Issues And Answers In Diagnosing Diabetic Foot Osteomyelitis

Author(s): 
Kelly Pirozzi, DPM, and Andrew J. Meyr, DPM

Keys To The Microbiologic Analysis

Microbiologic bone culture for the diagnosis of diabetic foot osteomyelitis presents a unique set of challenges in terms of its reliability as a standard diagnostic procedure. The majority of diabetic foot wounds result from contiguous extension and therefore any sample runs the risk of contamination by contiguous soft tissues. Several studies have demonstrated that culture results from bone vary considerably from culture results of the tissue immediately surrounding bone.7-9 Additionally, culture results may misrepresent the number and type of infecting organisms within a sample. Whenever possible, one should utilize a transcutaneous biopsy through unaffected skin or only obtain specimens with a sterile instrument following complete debridement and irrigation.

   Another important consideration regarding the microbiologic analysis of a bone biopsy specimen is the variable time frames in which patients are off antibiotics prior to specimen collection. This could obviously have an effect on the culture and sensitivity analysis. There is no formal recommendation for how long a patient should be cleared from antibiotics for a valid sample and this is often unrealistic for a patient fighting acute diabetic foot disease.

What The Literature Reveals About Histopathologic Analysis

The histopathologic analysis also faces challenges with reliability and standardization. Our pathologist colleagues do not have a consistent classification for what they are looking at under that microscope. Through the limited clinical studies that have attempted to define bone samples affected by osteomyelitis, it is obvious that analysis is very subjective from a pathologist’s point of view.

   Highlighting this subjective component is a study from our hospital that attempted to quantify the reliability of the histopathologic analysis of bone with respect to the diagnosis of diabetic foot osteomyelitis.16 The study design consisted of four pathologists, blinded to previous reports, who attempted to place a bone specimen into one of three diagnostic categories: “no evidence of osteomyelitis;” “no definitive findings of osteomyelitis but cannot be ruled out;” or as “findings consistent with osteomyelitis.”

   Surprisingly, the results showed the pathologists to be in complete agreement with respect to the diagnosis in only 33 percent of the cases.16 Researchers also found that 41 percent of the time, one pathologist diagnosed a sample as no evidence of osteomyelitis while at least one other pathologist diagnosed that same sample as consistent with osteomyelitis. These results indicate that the use of histopathologic analysis for the diagnosis of diabetic foot osteomyelitis falls short of the “gold standard.”

   Further complicating matters is a 2011 study by Weiner and colleagues who examined cases in which clinicians attempted both histology and microbiology for diagnosis.17 They found that in 34 percent of cases, the microbiologic assessment was positive while the histopathologic assessment was negative or vice versa. In other words, the microbiologic and histopathologic analyses demonstrated much less than perfect agreement with each other.

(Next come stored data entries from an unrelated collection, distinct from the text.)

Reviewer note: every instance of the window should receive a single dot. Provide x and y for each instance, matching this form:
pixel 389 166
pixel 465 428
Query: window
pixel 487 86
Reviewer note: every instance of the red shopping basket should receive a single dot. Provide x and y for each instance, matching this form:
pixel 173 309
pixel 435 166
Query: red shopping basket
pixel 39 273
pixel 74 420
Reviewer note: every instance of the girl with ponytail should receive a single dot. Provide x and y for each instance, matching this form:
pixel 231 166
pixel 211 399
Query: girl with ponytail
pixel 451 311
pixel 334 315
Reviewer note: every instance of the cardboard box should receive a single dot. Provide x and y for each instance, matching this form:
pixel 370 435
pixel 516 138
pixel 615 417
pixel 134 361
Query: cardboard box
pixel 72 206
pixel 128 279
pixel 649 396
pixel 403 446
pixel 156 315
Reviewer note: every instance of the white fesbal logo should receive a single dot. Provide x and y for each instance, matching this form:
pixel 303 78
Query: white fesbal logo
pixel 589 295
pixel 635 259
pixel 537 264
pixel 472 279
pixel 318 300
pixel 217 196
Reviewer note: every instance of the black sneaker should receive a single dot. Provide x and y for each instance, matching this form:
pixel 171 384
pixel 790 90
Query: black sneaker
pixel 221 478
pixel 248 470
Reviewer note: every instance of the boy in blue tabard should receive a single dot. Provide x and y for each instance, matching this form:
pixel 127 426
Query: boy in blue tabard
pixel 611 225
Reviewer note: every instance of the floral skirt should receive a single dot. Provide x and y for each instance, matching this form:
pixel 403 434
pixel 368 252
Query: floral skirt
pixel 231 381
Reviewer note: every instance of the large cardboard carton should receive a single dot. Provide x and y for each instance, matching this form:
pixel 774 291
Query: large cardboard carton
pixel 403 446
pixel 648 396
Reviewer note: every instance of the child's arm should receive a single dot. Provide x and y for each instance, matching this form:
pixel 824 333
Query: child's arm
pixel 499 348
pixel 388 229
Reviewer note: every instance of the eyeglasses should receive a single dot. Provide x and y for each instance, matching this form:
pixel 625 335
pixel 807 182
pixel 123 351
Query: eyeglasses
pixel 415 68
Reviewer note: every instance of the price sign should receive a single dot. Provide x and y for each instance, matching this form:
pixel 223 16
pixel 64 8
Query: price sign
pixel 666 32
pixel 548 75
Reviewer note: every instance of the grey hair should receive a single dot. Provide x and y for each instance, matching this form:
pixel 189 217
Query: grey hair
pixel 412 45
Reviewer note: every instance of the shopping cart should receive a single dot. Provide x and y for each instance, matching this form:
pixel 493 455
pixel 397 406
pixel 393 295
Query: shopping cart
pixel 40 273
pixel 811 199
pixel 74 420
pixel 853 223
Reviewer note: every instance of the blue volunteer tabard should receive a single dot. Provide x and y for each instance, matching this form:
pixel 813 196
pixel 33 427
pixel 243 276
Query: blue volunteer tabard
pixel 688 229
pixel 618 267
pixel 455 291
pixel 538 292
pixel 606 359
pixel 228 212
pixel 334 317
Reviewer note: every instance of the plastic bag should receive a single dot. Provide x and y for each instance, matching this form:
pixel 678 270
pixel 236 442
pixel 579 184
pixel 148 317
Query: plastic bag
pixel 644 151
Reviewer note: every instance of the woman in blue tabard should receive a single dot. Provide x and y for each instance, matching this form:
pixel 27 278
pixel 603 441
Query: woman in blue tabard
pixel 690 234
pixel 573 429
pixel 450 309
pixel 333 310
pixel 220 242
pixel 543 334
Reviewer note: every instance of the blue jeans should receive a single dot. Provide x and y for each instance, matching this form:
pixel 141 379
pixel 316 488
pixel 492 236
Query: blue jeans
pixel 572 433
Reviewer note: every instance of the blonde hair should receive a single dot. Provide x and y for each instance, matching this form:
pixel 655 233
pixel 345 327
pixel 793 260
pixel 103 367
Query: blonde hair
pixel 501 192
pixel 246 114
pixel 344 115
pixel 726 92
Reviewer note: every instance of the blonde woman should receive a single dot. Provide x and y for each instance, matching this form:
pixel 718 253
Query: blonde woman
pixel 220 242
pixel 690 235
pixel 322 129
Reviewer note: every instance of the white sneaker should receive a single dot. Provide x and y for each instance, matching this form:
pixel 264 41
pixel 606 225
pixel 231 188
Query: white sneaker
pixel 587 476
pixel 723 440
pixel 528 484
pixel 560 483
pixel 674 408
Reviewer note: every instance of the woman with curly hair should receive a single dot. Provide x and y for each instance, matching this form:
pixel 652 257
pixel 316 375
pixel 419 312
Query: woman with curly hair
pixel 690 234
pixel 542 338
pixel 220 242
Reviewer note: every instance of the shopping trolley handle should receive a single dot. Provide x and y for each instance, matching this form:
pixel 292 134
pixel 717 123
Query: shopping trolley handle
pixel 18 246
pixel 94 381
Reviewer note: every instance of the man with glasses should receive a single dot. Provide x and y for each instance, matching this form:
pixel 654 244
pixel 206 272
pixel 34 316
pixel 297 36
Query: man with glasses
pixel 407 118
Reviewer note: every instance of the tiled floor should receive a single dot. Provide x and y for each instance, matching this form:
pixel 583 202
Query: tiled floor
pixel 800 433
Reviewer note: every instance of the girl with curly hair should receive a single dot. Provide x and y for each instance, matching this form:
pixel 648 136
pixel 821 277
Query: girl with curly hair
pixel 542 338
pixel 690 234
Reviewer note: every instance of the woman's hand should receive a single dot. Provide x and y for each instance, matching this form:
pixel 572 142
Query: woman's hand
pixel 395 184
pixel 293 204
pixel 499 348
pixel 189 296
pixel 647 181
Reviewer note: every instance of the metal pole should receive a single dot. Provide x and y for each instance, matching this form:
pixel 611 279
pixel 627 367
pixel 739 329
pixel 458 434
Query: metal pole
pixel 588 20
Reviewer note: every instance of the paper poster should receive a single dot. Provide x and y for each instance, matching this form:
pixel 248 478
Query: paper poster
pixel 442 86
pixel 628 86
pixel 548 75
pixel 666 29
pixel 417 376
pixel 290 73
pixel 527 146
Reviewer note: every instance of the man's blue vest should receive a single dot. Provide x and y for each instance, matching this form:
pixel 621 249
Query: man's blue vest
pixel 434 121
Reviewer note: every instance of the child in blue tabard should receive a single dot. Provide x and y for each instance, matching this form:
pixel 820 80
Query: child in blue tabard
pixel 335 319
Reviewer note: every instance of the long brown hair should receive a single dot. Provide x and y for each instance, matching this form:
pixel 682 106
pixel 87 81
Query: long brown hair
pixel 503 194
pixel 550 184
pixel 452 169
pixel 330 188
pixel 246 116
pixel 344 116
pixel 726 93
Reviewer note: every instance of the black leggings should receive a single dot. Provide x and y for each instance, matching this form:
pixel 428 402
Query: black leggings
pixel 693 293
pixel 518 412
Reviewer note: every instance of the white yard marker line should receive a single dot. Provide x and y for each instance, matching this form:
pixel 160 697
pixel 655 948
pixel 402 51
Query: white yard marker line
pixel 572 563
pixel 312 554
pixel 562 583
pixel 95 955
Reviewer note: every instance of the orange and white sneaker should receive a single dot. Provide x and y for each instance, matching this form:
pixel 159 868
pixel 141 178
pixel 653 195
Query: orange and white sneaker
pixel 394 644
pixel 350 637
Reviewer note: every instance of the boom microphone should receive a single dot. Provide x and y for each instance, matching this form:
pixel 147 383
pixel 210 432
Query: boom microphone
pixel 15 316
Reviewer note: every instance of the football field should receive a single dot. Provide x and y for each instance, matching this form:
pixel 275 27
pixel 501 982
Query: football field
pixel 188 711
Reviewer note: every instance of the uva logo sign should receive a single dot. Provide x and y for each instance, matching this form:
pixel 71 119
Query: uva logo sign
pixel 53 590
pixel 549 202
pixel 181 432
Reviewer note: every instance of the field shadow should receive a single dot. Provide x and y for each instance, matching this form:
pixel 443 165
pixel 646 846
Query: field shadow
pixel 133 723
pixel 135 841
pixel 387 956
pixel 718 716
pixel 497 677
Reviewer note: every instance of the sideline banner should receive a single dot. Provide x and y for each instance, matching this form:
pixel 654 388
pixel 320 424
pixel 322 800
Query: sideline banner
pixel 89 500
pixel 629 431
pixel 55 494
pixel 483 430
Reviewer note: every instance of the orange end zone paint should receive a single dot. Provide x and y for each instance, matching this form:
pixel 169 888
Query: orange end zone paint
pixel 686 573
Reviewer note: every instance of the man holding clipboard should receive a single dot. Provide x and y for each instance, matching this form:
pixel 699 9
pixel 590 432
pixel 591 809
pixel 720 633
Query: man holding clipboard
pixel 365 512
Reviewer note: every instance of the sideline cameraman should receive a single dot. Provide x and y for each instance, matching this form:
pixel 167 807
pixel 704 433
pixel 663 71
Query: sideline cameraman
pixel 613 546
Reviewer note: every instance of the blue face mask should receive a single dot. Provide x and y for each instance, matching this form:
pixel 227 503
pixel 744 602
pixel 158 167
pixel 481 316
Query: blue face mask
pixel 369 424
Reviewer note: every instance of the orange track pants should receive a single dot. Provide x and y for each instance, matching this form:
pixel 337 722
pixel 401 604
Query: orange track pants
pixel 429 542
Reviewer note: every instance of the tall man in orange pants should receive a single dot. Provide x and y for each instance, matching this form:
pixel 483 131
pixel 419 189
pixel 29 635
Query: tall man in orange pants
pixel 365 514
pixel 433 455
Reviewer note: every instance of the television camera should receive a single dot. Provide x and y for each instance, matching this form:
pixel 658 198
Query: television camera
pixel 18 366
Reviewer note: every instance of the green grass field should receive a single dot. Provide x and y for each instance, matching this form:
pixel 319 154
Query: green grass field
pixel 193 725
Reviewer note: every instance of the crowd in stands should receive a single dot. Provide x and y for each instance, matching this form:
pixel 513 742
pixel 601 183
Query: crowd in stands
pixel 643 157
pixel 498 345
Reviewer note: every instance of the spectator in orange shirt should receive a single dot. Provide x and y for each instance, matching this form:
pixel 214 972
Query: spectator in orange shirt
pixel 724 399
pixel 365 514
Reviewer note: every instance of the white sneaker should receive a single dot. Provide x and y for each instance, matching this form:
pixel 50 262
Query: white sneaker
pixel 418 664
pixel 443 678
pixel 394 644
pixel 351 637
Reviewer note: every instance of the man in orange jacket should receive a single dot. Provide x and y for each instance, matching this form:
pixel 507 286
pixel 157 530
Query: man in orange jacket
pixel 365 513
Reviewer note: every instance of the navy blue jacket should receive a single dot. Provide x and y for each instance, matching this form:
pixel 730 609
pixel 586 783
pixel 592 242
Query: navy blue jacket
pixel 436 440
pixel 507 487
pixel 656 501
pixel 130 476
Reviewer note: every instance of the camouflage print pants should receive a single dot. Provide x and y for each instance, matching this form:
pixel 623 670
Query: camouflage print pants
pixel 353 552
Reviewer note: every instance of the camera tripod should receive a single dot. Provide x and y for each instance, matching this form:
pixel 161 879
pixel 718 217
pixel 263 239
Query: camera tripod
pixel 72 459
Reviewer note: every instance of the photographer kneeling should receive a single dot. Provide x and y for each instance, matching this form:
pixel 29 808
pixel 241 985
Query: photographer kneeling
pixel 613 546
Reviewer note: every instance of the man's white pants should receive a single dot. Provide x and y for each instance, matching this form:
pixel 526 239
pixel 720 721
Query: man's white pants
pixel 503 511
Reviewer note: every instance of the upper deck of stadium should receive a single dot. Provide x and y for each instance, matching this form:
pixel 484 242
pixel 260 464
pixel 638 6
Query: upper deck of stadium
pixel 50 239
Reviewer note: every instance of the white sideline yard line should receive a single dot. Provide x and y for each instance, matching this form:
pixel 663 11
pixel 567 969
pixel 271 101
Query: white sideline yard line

A Closer Look At Consensus Findings For The Diagnosis Of Osteomyelitis

There is no doubt that the accurate diagnosis of osteomyelitis is necessary to ensure appropriate treatment and achieve successful patient outcomes. Recently, the International Working Group of the Diabetic Foot released a consensus statement and outlined a comprehensive diagnostic protocol for the diagnosis of osteomyelitis.2 In the creation of this protocol, the authors outlined different categories of confidence based on clinical, laboratory and imaging analyses.